Is there a tutorial that is better than:

copy existing backend and modify as per need

There couldn’t be a worse suggestion, IMO.

You can start with empty MyTargetMachine.cpp and a simple CMakeLists.txt. Add your target name to LLVM_EXPERIMENTAL_TARGETS_TO_BUILD CMake option.

The build system will suggest what you need to implement by showing you linker errors. It will suggest you to define a couple of “entry points”. In these entry points you will need to “register” your target. For that, you will need a few classes to be implemented. You will probably also need to add your architecture to llvm::Triple (don’t forget to add tests).

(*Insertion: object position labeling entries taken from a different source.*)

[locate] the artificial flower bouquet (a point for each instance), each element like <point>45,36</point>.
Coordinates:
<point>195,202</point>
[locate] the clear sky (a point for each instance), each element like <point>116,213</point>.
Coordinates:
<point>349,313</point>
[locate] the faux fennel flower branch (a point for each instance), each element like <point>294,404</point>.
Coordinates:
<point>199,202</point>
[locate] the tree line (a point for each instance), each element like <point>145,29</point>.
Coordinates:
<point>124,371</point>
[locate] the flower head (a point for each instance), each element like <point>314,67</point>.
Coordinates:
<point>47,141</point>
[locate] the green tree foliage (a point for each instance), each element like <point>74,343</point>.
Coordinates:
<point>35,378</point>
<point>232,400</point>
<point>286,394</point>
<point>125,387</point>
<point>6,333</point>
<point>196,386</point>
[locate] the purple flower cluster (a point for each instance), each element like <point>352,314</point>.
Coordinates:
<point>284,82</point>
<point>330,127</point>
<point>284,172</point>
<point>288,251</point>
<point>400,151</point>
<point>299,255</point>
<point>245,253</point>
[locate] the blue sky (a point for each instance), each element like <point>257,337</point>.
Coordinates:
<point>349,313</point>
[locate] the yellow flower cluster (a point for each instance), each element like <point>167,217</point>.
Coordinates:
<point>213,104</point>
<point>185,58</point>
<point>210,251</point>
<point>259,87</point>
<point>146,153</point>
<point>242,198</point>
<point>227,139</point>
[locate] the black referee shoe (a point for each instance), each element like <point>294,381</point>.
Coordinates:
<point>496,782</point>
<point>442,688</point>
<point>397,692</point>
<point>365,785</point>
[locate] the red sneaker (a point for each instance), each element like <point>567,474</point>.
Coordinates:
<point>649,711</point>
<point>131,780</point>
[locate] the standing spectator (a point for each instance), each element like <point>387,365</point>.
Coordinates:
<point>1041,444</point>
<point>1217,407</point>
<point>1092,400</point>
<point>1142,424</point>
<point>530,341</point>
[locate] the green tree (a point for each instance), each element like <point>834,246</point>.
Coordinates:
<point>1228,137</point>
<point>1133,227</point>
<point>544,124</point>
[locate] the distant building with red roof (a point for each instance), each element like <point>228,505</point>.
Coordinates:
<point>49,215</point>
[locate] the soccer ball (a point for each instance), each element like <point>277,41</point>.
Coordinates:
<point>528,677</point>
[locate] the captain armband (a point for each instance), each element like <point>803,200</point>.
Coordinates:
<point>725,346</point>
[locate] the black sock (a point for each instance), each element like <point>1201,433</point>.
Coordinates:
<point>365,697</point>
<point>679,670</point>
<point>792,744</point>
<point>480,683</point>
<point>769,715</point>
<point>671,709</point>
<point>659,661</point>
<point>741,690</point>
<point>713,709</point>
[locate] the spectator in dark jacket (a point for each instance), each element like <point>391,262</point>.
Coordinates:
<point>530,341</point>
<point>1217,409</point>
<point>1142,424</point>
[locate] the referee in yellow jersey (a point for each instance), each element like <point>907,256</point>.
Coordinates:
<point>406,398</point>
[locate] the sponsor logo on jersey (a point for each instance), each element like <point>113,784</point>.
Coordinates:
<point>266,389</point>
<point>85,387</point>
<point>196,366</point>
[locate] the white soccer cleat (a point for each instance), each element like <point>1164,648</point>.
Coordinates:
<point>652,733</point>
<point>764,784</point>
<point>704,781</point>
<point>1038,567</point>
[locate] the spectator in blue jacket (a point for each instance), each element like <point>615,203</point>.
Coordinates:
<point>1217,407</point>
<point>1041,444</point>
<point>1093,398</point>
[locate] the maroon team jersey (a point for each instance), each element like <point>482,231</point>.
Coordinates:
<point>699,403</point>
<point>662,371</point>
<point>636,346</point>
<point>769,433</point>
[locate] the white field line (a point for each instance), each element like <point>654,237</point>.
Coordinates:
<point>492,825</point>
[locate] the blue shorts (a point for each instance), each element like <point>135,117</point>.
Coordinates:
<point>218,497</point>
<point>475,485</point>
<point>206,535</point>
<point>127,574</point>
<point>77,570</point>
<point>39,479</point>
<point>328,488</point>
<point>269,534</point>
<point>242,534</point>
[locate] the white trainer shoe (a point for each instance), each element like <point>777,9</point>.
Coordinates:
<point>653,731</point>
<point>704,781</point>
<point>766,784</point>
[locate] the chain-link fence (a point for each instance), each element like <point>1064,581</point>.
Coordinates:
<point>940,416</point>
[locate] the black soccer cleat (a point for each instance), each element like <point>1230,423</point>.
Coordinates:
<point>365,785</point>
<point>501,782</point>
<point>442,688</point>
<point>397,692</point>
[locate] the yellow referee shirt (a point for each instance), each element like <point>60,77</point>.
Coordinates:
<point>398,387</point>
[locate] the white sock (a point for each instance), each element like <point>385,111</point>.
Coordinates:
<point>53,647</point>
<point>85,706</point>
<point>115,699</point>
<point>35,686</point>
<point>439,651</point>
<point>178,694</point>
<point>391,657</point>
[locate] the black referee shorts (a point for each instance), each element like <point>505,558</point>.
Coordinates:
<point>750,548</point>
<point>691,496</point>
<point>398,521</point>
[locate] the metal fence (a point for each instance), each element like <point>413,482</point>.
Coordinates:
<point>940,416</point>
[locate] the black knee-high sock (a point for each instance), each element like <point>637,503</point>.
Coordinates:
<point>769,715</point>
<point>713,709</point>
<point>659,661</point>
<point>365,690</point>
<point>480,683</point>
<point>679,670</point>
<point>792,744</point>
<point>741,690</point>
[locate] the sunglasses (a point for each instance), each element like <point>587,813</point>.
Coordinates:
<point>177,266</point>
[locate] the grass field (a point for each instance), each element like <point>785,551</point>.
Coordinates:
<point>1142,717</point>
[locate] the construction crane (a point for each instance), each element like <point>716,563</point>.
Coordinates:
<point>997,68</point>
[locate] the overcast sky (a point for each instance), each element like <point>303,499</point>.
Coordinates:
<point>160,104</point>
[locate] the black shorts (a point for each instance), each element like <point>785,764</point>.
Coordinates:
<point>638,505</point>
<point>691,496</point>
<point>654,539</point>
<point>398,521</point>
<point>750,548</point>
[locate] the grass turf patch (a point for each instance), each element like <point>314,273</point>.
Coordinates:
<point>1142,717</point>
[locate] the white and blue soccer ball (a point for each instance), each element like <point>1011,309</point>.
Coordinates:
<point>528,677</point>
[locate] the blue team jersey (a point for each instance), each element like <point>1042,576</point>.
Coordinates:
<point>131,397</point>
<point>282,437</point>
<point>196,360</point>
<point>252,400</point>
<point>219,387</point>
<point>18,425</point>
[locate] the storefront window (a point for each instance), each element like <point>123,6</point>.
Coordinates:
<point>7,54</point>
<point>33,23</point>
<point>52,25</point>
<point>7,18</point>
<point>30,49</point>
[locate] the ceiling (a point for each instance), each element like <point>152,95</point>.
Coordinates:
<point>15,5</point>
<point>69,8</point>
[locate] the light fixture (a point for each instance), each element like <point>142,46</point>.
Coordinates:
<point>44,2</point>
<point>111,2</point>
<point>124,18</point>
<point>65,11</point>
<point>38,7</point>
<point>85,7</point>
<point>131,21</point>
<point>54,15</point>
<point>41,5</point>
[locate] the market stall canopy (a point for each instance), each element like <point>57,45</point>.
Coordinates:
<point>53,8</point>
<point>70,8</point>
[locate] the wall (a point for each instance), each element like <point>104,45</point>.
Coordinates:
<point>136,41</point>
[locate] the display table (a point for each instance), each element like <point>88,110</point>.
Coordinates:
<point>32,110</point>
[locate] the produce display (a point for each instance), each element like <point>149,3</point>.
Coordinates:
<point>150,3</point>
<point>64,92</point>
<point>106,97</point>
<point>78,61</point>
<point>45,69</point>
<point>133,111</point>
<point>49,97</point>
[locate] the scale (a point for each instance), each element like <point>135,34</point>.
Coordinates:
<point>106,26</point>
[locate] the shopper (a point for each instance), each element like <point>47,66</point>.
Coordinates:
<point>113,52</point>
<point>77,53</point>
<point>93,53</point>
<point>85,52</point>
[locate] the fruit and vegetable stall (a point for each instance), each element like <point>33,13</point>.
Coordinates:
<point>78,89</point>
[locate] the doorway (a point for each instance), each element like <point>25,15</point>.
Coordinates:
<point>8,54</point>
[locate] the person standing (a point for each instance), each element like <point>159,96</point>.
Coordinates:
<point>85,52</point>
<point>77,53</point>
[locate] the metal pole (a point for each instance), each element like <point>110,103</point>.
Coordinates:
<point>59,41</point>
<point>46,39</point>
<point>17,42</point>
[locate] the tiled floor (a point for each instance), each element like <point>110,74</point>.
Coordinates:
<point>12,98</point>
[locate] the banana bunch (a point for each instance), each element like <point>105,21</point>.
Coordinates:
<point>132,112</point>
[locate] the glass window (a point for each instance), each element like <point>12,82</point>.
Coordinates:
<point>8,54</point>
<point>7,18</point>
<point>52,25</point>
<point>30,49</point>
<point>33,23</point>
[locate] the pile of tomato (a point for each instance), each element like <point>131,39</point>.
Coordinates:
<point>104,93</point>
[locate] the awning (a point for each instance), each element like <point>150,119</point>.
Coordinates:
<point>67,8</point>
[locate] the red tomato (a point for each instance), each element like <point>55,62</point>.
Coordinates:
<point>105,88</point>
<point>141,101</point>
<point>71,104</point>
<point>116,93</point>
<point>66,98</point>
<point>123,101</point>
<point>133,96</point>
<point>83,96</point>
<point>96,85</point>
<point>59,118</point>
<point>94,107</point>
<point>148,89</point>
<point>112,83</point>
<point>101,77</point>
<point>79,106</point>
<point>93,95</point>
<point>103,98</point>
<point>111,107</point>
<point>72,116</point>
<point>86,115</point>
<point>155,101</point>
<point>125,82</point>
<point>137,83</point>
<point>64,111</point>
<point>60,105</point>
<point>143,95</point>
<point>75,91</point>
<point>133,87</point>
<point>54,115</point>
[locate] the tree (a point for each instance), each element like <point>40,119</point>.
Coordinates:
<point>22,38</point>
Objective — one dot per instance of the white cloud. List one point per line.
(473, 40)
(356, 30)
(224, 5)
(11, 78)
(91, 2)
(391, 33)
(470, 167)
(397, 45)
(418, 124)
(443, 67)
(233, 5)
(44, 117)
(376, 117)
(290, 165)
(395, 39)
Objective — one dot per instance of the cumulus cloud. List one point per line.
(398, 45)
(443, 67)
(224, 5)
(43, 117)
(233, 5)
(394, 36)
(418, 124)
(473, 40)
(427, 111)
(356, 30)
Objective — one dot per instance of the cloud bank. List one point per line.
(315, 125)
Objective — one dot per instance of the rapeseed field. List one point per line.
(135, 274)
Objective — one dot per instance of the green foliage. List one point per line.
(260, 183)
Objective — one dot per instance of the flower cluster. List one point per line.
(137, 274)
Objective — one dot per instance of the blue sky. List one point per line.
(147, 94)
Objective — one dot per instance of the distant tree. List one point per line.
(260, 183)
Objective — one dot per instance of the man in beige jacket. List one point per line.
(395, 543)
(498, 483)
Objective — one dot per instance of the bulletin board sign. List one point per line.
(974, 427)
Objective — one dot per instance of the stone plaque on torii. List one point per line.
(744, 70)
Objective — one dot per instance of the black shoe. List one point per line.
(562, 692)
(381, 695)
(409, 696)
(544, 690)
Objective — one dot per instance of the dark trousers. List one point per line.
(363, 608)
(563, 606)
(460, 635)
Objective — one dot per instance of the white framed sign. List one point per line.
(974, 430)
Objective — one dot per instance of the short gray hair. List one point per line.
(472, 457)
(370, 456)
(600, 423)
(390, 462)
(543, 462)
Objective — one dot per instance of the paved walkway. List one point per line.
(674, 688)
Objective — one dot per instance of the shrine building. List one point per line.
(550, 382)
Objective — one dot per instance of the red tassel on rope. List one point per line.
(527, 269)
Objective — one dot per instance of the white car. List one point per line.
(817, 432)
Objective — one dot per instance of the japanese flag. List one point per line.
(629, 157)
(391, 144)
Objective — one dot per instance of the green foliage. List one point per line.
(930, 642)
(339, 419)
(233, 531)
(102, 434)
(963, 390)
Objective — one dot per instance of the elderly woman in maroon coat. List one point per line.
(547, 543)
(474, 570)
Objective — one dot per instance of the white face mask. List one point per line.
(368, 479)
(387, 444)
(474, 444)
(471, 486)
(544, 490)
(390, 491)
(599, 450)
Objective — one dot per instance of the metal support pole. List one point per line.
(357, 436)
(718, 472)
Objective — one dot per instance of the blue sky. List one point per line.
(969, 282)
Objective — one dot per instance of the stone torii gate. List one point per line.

You can start with empty classes as well. Pure virtual functions can be stubbed with llvm_unreachable.
Once you successfully link llc, you can try it on an empty *.ll file. It will either crash or give you an error message. This information will give you a hint what needs to be implemented next. Most of these hints will require gdb/lldb sessions.

It will be a long learning curve, but in the end you will understand it better.

If that scares you, an alternative way is to find git commits that added a new backend. RISC-V would be a good example.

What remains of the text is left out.